Wo kommst du her. Die Frage scheint normal, harmlos und nachvollziehbar. Viele Menschen glauben, damit Interesse an ihrem Gegenüber zu zeigen und „nett“ zu sein. Doch wann geht es und wann geht es nicht? Im folgenden Beitrag beschreibe ich, wie ich nach fünfundzwanzig Jahren in Deutschland diese Frage empfinde.

 

„Wo kommst du her?“

Wo kommst du her?

Vielleicht sollte sie nicht in den ersten Augenblicken gestellt werten, vor „wie gehts“, „wie heißt du“ und „schönes Wetter heute“. Ich meine, wenn eines der ersten Fragen die nach meiner Herkunft ist, die aufgrund meines Aussehens oder vielleicht Akzents folgt, da wirkt es schon so, als ob mich mein Gesprächspartner so schnell wie möglich in eine seiner Schubladen stecken wollte.

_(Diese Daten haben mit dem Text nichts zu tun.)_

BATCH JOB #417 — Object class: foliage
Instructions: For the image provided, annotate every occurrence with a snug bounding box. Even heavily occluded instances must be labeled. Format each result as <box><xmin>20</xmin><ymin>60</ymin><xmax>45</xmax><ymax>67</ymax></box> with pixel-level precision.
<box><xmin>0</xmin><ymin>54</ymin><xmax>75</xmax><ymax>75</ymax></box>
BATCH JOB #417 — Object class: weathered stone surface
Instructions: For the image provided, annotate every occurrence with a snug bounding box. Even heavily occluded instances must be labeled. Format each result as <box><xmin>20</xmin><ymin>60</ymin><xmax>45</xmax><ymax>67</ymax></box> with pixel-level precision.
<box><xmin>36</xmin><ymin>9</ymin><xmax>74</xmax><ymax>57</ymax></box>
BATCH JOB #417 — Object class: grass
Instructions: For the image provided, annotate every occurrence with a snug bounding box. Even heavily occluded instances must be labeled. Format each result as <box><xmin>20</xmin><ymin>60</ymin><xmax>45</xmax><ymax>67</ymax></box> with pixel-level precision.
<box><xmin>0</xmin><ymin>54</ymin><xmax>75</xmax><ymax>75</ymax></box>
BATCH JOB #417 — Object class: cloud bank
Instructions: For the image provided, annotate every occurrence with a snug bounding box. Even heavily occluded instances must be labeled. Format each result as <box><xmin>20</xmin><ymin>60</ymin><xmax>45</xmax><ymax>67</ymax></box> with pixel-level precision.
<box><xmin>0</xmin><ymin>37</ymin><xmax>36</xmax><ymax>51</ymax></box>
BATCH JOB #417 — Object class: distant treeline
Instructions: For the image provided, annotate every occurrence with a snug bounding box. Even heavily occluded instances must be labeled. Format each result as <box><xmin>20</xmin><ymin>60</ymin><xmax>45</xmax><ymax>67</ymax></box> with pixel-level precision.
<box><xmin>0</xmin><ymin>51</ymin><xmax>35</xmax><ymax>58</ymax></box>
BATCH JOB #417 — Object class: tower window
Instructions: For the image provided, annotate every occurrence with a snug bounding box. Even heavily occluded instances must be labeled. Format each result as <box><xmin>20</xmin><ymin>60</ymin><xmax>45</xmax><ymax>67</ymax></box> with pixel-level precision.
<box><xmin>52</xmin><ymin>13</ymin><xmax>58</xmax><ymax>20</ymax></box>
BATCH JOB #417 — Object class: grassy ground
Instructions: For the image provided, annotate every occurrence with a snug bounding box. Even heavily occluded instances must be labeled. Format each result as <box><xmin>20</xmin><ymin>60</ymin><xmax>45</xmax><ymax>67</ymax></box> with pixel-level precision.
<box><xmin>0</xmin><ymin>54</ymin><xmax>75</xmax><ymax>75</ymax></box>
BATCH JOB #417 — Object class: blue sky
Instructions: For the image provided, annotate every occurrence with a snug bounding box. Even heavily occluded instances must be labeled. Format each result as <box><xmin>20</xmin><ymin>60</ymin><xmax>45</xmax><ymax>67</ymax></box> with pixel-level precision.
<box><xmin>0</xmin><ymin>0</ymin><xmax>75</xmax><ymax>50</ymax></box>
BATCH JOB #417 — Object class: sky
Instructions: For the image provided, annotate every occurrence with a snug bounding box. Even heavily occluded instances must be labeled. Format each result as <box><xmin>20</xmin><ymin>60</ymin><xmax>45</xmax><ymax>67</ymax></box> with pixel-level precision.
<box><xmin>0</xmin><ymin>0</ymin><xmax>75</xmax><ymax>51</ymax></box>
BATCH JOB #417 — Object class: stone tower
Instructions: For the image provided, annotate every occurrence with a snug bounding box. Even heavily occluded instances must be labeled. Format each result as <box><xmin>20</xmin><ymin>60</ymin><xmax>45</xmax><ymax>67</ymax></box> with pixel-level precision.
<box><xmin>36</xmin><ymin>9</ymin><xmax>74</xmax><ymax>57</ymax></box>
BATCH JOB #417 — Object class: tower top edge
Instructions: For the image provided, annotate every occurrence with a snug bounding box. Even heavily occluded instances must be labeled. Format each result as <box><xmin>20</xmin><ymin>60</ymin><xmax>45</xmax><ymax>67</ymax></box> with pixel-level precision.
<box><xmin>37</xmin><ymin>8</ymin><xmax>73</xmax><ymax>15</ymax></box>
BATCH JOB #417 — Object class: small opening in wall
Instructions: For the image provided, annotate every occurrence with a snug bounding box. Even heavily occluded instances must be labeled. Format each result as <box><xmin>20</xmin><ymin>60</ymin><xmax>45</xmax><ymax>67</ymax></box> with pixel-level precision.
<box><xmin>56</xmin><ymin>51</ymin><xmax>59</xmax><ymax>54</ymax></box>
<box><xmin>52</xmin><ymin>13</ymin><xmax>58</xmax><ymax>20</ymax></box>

Wenn dann aber penetrant weiter nachgebohrt wird, da habe ich schon den Eindruck, dass da jemand sehr auf die Schubladen in seinem Kopf angewiesen ist. Oft wird dann versucht, die Menschen in Schemata zu pressen („Oh, aus Polen? Ja, ich komme aus dem Osten, da sind wir durch das Sozialistische sehr miteinander verbunden…“ Hä?) oder gar Bemerkungen kommen im Sinne von: „Ach, du sprichst aber sehr gut deutsch…“, dann kann mir schon mal der Kragen platzen. Erstens sehe ich mich mehr als Deutsche denn als Polin, zweitens habe ich mit dem ehemals sozialistischen Polen herzlich wenig am Hut und auch keinen Bezug dazu und drittens, nach rund vierundzwanzig Jahren in diesem Land, nachdem man die Einstellung, Mentalität und Kultur verinnerlicht hat, gesagt zu bekommen, man würde „sehr gut“ deutsch sprechen, das ist ein sehr zweifelhaftes Kompliment…

Also kurz gesagt, es ist nicht die Frage, die man stellt, es ist oft die Art, wie man sie stellt…

Es ist vielleicht etwas anderes, wenn man erst kürzlich aus seiner Heimat hinzugezogen ist. Oder man ist auf Reisen. Wenn ich irgendwo durch Südostasien gurke und die Möglichkeit habe, „from Germany“ zu sagen, macht mich das happy. Das obligatorische „where are you from“ freut mich in diesem Fall jedes Mal aufs Neue. Und ich glaube, jemand, der erst wenige Jahre in Deutschland lebt, empfindet die Frage anders als jemand, dem das Land eine Heimat geworden ist oder der gar hier geboren wurde. Ich merke oft, dass Menschen, die erst kürzlich hinzugezogen sind, sich freuen, über ihre ursprüngliche Heimat sprechen zu können. Weil sie sie vermissen und noch nicht lange genug hier leben, um sich „deutsch“ fühlen zu können.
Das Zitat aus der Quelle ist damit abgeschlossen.